Amo molto leggere racconti, del resto sono stati il mio primo approccio alla scrittura. Quelli di cui voglio parlarvi, oggi, sono di una scrittrice che ha vissuto solo trentaquattro anni ma non è questo, secondo me, l’unico motivo per cui è caduta nell’oblio, comune destino di tante altre. Mi riferisco alla delicata ma impetuosa Katherine Mansfield, considerata sua rivale da Virginia Woolf; cugina di Elisabeth von Armin e amica di D.H. Lawrence e Frieda von Richthofen, Colette, Joyce. La sua vita fu breve ma intensa a cominciare dal fatto che rimase incinta molto presto, tanto che la madre la spedì in Baviera per sfuggire ai pettegolezzi del loro ambiente a Wellington, in Nuova Zelanda e, guarda caso, fu proprio nella pensione in cui soggiornò che Kathe scrisse i brevi capolavori raccolti ne La piccola istitutrice e altri racconti (I classici della letteratura Grandi autrici, Corriere della sera, 2013), nei quali dà prova di un acuto spirito di osservazione del variopinto mondo che la circonda e di una naturale disposizione psicologica. Piccoli dettagli che con la sua sottile lente di ingrandimento diventano rivelatori di una variegata umanità. Un punto di vista sulla vita sarcastico ma profondamente critico delle convenzioni e dei cliché del suo tempo. Come per fissare l’orrore della malattia, messa da parte per fare spazio alla vita in tutte le sue manifestazioni. Anche a quelle che occhi distratti non vedono né sentono.

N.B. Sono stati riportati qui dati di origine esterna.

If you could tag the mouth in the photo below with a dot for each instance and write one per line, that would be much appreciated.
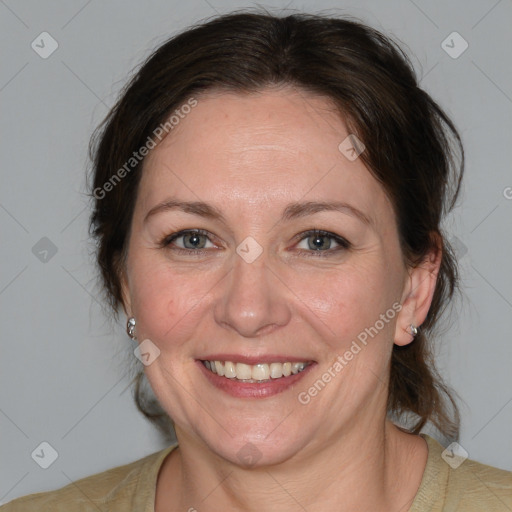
(262, 379)
(260, 372)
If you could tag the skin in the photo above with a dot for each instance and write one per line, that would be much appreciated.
(250, 156)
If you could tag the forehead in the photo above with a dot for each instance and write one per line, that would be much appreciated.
(262, 149)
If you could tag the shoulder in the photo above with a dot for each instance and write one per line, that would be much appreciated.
(453, 483)
(479, 486)
(127, 487)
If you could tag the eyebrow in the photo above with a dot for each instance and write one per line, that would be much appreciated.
(291, 211)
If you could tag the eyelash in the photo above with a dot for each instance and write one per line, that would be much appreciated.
(343, 244)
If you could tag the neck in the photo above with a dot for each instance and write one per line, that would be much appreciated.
(358, 472)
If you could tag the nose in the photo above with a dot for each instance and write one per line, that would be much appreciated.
(253, 300)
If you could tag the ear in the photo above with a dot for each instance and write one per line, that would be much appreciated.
(418, 293)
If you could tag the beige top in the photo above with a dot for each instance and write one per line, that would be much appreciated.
(472, 487)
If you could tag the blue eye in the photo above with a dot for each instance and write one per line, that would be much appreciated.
(321, 242)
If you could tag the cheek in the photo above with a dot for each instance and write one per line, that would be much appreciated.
(165, 304)
(348, 301)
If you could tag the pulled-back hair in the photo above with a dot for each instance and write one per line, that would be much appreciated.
(412, 149)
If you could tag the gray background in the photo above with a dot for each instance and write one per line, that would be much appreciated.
(63, 364)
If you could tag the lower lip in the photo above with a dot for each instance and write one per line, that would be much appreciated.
(240, 389)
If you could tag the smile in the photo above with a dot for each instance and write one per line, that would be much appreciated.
(260, 372)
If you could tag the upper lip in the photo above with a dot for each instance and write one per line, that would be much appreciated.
(251, 360)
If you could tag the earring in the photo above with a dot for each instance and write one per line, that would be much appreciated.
(130, 327)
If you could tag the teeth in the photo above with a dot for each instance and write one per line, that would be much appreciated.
(254, 373)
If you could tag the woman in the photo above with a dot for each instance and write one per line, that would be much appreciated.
(268, 194)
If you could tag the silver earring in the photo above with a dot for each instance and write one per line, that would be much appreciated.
(130, 327)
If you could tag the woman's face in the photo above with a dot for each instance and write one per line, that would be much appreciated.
(258, 179)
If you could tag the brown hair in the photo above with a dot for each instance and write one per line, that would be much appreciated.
(412, 149)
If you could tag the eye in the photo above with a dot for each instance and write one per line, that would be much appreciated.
(190, 240)
(321, 241)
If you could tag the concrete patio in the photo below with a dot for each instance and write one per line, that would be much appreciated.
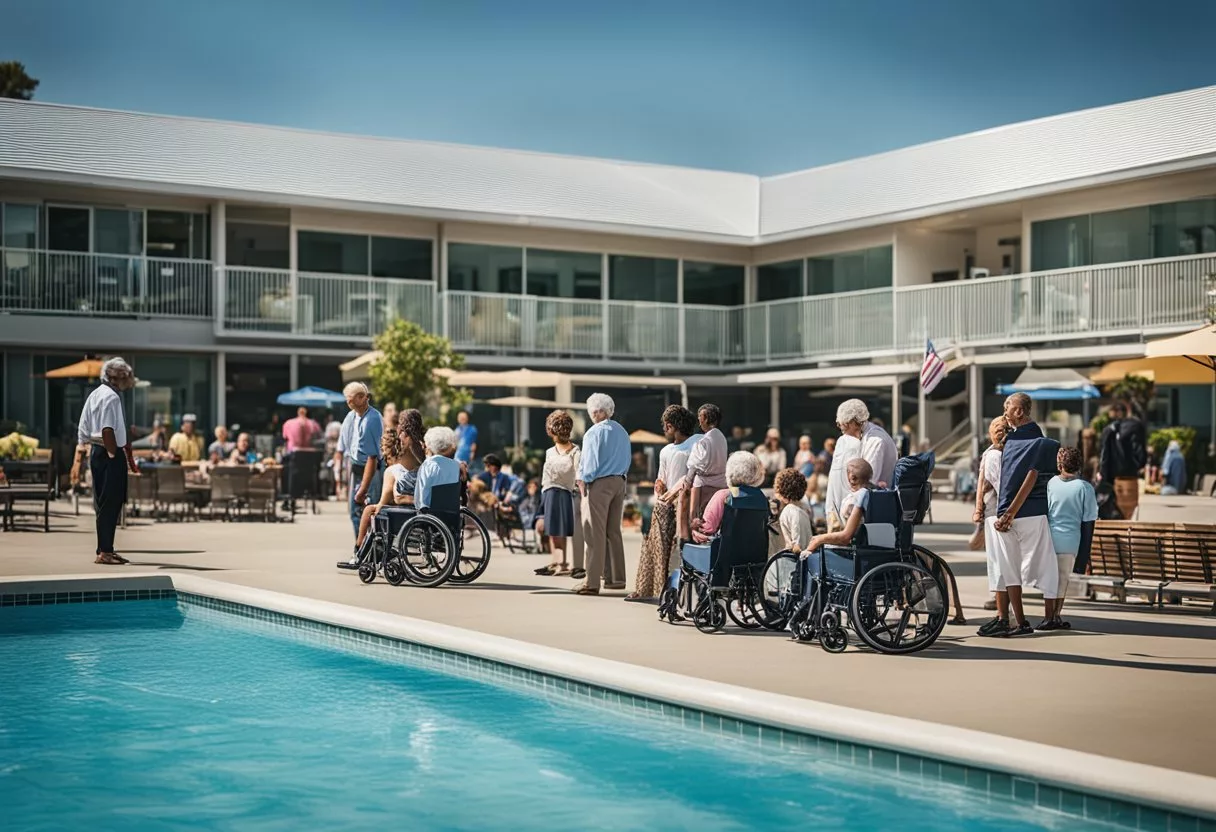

Non sposò l’uomo che l’aveva ingravidata, ne sposò un altro che però lasciò la prima notte di nozze. Nella sua vita, a seguire, subito: un aborto involontario, un nuovo marito (lo scrittore e critico Jonhn Middleton Murry), un’amante (l’amica Ida Baker), la pleurite e la tubercolosi. Non si è fatta mancare nulla, purtroppo, la nostra Katherine, che inquieta girava da una casa all’altra in Europa.
Io non credo nell’anima umana, non ci ho mai creduto. Io credo che gli uomini siano come tante valigie: riempite di certe cose, spedite, sballottate, gettate in un angolo, posate pesantemente a terra, perdute e ritrovate, d’un tratto mezzo svuotate oppure stipate fino all’inverosimile, finché alla fine l’Ultimo Facchino le scaraventa sull’Ultimo Treno, e filano via sferragliando.
Di certo la sua, di valigia, piena di sofferenze fisiche, di fascino ed eleganza, di felici intuizioni e di tanta inquietudine, si troverà ora nel posto giusto per lei.